The article (Israel nominates controversial right-wing figure to head Holocaust memorial, Nov. 29) focused on the row concerning the nomination of Effie Eitam to lead the venerable institution.
Though the MacDiarmid correctly reports that the nomination of Eitam, a retired brigadier general and former politician who once called for the expulsion of Palestinians, has sparked outrage in Israel and the wider Jewish world, the introduction of JVP – the sole Jewish organisation mentioned – in the following sentences is, we argued, extraordinarily misleading and highly inappropriate:
Jewish Voice for Peace, an American activist organisation, called his nomination “sickening”.
“We are appalled at the repeated desecration, distortion, and instrumentalisation of Holocaust memory to support the violent actions and words of people like Effie Eitam,” the group wrote.
As CAMERA has demonstrated, JVP is an extremely marginal, US-based anti-Zionist group which promotes BDS, praises terrorists who’ve carried out deadly attacks, employs antisemitic tropes and even blamed Israel and American Jewish groups for racism and police brutality in the US.
Moreover, JVP, quoted in the Telegraph article expressing concern over preserving Holocaust memory, itself “instrumentalised” the murder of six million Jews when, in 2015, its NY branch joined other antisemitic groups to disrupt a vote on commemorating the liberation of Auschwitz.
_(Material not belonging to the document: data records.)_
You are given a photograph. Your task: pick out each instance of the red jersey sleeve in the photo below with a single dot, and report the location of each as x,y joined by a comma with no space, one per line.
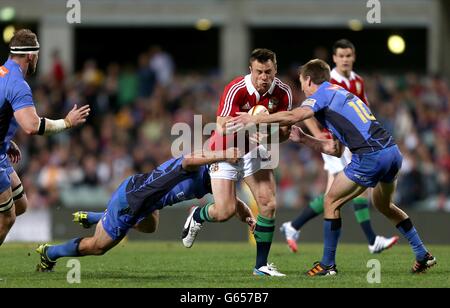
229,101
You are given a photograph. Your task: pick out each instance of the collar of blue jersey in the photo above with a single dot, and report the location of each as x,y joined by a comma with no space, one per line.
24,49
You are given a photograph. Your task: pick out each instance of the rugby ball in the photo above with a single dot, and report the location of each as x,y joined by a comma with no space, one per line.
258,109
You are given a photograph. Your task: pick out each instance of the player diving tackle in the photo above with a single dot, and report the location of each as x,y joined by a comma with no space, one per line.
136,202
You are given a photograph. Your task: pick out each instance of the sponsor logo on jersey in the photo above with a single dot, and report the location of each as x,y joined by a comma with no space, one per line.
309,102
272,105
3,71
358,87
246,106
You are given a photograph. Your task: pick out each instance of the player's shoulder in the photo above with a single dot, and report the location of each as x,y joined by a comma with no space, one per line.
236,81
282,86
358,77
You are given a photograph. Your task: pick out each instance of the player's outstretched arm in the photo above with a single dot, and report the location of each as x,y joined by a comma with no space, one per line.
284,118
198,158
32,124
327,146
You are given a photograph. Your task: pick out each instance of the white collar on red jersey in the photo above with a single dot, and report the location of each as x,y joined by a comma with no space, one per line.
251,88
339,78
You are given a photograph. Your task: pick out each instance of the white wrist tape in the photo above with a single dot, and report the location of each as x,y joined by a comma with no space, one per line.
49,127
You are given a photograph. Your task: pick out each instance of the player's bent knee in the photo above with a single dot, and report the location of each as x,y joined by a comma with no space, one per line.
21,209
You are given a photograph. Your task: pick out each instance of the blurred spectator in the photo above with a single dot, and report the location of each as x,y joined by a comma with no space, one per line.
131,131
162,64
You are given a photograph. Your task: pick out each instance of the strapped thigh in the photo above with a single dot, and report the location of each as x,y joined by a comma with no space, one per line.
18,192
4,207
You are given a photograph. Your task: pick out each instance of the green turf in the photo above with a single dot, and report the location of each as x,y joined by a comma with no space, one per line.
168,264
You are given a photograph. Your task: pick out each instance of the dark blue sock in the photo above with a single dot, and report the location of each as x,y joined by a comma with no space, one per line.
94,217
410,233
331,231
197,216
68,249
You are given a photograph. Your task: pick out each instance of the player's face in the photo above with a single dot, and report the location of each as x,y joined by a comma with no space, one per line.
263,75
305,85
344,59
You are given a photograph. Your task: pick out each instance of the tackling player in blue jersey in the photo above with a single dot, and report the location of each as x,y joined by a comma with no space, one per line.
136,203
17,109
375,162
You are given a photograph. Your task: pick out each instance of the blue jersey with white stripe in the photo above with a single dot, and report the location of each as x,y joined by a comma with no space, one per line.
168,184
15,94
348,118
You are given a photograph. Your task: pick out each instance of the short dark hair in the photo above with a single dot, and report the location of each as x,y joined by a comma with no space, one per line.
318,70
23,37
263,55
343,43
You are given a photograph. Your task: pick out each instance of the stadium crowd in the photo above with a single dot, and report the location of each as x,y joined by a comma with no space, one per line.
134,107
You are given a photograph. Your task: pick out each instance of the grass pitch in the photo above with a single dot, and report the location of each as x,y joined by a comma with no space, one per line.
219,265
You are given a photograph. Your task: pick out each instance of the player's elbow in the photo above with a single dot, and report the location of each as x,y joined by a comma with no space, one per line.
188,162
31,128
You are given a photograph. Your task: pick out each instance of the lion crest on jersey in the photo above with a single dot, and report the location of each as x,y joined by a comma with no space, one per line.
272,105
358,87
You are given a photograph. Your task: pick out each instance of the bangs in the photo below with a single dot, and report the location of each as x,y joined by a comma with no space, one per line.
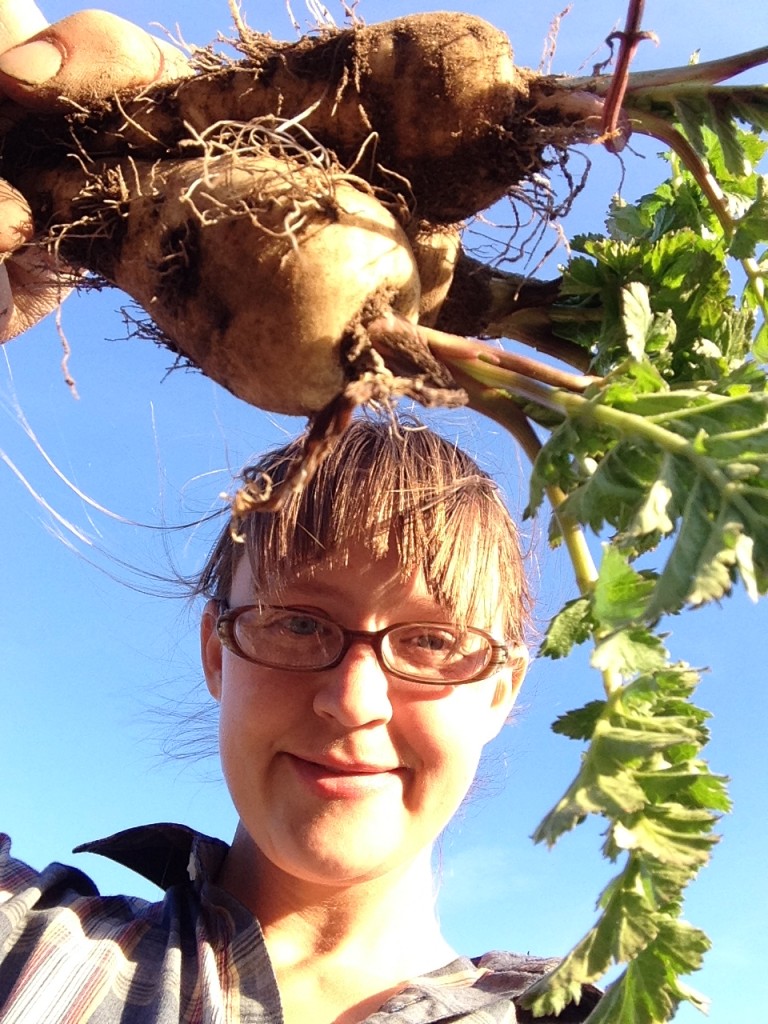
388,485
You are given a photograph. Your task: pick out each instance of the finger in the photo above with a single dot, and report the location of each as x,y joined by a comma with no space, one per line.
15,219
18,20
87,56
30,289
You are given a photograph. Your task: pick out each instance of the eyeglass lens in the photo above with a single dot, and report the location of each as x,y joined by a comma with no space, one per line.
293,639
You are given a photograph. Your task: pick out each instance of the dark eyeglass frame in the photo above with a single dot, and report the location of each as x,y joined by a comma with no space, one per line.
500,652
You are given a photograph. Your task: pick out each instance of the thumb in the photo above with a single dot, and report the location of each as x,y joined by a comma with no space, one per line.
85,57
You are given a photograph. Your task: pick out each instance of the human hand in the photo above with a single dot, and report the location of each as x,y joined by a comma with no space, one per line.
86,56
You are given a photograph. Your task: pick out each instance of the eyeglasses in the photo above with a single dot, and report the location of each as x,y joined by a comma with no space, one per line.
434,653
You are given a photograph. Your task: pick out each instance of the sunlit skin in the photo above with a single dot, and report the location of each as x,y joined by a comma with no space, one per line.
343,779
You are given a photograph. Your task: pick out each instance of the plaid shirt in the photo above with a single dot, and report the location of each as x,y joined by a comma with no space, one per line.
69,955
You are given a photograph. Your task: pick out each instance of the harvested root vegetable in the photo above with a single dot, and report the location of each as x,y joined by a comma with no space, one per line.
286,218
432,103
263,211
259,269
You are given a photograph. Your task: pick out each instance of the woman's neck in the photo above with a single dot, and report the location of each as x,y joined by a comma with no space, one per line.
388,922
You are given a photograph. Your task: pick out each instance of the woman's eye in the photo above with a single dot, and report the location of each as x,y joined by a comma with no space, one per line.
429,641
432,641
302,626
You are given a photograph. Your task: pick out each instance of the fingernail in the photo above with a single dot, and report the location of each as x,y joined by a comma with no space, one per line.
33,64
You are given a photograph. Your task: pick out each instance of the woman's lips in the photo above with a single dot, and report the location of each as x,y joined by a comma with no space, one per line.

JVP has also has used slogans during protests evoking comparisons between Nazi Germany and the Jewish state.
In our complaint, we objected on two grounds: the decision to cite JVP – and only JVP – in the first place, misleadingly suggesting that they’re a representative voice within the Jewish community, and the journalist’s obfuscation of JVP’s radicalism by vaguely characterising them as an “American activist group”.